Step 6 - Deploy to KServe

Deploys the final model using KServe with configuration compatible with XGBoost serving. Uses the same storage path and service account setup detailed earlier.

Component 6 - python code

# ==============================================================================
# Component 6: Deploy to KServe
# ==============================================================================
@dsl.component(
    base_image='python:3.10',
    packages_to_install=[
        'kfp==2.12.1',
        'kubernetes==29.0.0',
        'PyYAML==6.0.1'
    ]
)
def deploy_to_kserve(
    # Inputs
    model_name: str,
    model_uri: Input[Model],
    serving_namespace: str,
    # Outputs
    endpoint_url_output: OutputPath(str),
    # Optional Args
    model_format: str = 'xgboost',
    kserve_api_group: str = 'serving.kserve.io',
    kserve_api_version: str = 'v1beta1',
    service_account_name: str = None,
    min_replicas: int = 0,
    max_replicas: int = 1,
    cpu_request: str = "100m",
    cpu_limit: str = "1",
    memory_request: str = "256Mi",
    memory_limit: str = "2Gi",
):
    from kubernetes import client, config
    from kubernetes.client.rest import ApiException
    import time
    import yaml
    import os
    import json
    from urllib.parse import urlparse, urlunparse

    print(f"--- Step 6: Deploy Model to KServe ---")
    print(f"InferenceService Name: {model_name}")
    print(f"Deployment Namespace: {serving_namespace}")
    print(f"Input Model Artifact URI (directory): {model_uri.uri}")
    print(f"Input Model metadata: {json.dumps(model_uri.metadata, indent=2)}")

    expected_metadata_format = "bst"
    actual_metadata_format = model_uri.metadata.get('format')

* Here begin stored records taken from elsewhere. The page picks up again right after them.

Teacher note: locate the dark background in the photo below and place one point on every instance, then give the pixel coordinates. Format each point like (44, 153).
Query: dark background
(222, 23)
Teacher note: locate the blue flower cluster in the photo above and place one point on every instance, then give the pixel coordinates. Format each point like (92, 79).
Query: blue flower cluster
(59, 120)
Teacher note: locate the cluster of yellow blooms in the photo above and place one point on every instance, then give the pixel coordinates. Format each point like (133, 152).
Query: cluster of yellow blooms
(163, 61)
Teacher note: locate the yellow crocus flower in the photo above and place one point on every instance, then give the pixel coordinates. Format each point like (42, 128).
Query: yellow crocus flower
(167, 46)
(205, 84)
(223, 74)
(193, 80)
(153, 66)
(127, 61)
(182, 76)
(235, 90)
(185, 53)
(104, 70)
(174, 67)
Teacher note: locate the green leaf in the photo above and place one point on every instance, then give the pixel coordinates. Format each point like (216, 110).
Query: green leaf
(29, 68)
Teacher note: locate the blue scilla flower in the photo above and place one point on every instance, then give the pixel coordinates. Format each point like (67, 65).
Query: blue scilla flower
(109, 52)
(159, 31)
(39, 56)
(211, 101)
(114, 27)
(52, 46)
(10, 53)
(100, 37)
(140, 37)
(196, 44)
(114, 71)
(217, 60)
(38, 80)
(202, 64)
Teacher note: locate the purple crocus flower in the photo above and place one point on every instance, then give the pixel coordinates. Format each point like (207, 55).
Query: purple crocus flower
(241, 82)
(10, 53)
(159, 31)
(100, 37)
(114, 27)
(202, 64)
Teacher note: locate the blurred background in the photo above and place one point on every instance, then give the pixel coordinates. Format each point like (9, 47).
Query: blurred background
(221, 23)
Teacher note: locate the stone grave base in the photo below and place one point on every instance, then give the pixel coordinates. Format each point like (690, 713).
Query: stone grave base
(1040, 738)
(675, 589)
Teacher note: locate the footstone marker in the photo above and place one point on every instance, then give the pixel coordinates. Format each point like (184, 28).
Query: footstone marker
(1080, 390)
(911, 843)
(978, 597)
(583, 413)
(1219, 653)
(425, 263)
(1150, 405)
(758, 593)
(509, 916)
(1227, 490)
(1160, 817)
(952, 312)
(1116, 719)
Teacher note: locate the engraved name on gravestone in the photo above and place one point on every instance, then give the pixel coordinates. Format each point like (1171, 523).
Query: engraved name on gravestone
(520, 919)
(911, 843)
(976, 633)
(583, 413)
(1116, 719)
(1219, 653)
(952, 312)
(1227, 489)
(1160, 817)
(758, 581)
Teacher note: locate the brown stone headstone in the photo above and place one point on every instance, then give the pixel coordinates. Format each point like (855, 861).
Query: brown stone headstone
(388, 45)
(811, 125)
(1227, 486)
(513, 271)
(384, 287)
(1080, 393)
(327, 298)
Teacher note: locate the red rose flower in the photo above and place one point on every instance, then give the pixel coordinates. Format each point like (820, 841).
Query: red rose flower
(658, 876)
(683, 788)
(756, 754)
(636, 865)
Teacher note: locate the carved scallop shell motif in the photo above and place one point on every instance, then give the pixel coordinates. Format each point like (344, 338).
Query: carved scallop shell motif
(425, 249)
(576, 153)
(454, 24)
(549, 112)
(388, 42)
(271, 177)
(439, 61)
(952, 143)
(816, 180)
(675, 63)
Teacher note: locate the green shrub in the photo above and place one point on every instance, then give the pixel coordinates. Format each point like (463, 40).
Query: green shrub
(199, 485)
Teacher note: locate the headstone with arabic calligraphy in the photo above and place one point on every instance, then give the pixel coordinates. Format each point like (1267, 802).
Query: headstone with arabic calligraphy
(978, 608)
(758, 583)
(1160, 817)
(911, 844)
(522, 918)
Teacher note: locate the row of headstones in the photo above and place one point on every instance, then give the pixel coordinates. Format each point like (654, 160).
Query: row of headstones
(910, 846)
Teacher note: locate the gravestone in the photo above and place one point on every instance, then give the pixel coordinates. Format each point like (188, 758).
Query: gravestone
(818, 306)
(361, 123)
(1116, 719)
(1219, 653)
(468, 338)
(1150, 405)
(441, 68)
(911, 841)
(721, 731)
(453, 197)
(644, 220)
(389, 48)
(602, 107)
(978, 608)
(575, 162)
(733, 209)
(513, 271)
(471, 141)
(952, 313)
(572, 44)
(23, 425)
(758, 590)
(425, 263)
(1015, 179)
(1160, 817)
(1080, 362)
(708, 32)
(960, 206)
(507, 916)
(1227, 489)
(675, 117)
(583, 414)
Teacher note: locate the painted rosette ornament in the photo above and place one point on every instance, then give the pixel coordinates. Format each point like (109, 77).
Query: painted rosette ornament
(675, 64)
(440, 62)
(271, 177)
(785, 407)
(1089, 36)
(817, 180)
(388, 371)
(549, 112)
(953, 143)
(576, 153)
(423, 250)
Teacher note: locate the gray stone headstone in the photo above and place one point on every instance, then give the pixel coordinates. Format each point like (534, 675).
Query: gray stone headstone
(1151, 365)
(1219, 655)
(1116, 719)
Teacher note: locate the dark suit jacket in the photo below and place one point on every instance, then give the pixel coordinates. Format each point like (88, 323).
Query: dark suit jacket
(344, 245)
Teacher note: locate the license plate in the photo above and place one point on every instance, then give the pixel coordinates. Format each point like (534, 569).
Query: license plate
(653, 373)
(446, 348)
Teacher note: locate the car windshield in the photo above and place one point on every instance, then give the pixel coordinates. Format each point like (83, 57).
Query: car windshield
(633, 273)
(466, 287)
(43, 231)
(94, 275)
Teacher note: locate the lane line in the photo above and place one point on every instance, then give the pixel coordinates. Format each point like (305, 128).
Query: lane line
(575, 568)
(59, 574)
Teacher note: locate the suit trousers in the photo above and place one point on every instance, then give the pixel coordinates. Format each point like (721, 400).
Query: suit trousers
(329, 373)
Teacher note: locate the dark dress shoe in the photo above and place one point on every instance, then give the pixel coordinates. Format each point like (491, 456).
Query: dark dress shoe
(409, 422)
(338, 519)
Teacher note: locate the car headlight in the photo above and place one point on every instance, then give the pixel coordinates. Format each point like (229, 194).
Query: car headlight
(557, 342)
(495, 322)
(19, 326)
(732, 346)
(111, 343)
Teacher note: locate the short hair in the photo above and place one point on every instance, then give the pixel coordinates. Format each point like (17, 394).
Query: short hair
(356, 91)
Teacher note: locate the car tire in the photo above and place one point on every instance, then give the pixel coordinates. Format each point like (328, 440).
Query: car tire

    if not actual_metadata_format:
         print(f"Warning: Model metadata does not contain 'format' key.")
    elif actual_metadata_format != expected_metadata_format:
        print(f"Warning: Model metadata format ('{actual_metadata_format}') does not match expected format ('{expected_metadata_format}').")
    else:
        print(f"Model format verified from metadata: '{actual_metadata_format}'")
            
    # Adjust storageUri scheme AND append filename
    storage_uri = model_uri.uri
    
    # Ensure the scheme is s3:// for MinIO/S3 compatibility
    parsed_uri = urlparse(storage_uri)
    if parsed_uri.scheme == 'minio':
        storage_uri = urlunparse(parsed_uri._replace(scheme='s3'))
        print(f"Converted storage URI scheme to s3://: {storage_uri}")
    elif parsed_uri.scheme != 's3':
         print(f"Warning: Unexpected storage URI scheme '{parsed_uri.scheme}'. KServe might require 's3://'.")
    
    print(f"Using final storageUri (directory): {storage_uri}")
    
    # Construct InferenceService Object
    isvc_manifest = {
        "apiVersion": f"{kserve_api_group}/{kserve_api_version}",
        "kind": "InferenceService",
        "metadata": {
            "name": model_name,
            "namespace": serving_namespace,
            "annotations": {
                "autoscaling.knative.dev/minScale": str(min_replicas),
                "autoscaling.knative.dev/maxScale": str(max_replicas)
            }
        },
        "spec": {
            "predictor": {
                "model": {
                    "modelFormat": {
                        "name": model_format
                    },
                    "runtime": "kserve-xgbserver", # Use the standard XGBoost runtime
                    "protocolVersion": "v2",                    
                    "storageUri": storage_uri,
                    "resources": {
                        "requests": {
                            "cpu": cpu_request,
                            "memory": memory_request
                        },
                        "limits": {
                            "cpu": cpu_limit,
                            "memory": memory_limit
                        }
                    }
                }
            }
        }
    }

    # Add service account if specified
    if service_account_name:
        isvc_manifest["spec"]["predictor"]["serviceAccountName"] = service_account_name        

    print("\nConstructed InferenceService Manifest:")
    print(yaml.dump(isvc_manifest, indent=2))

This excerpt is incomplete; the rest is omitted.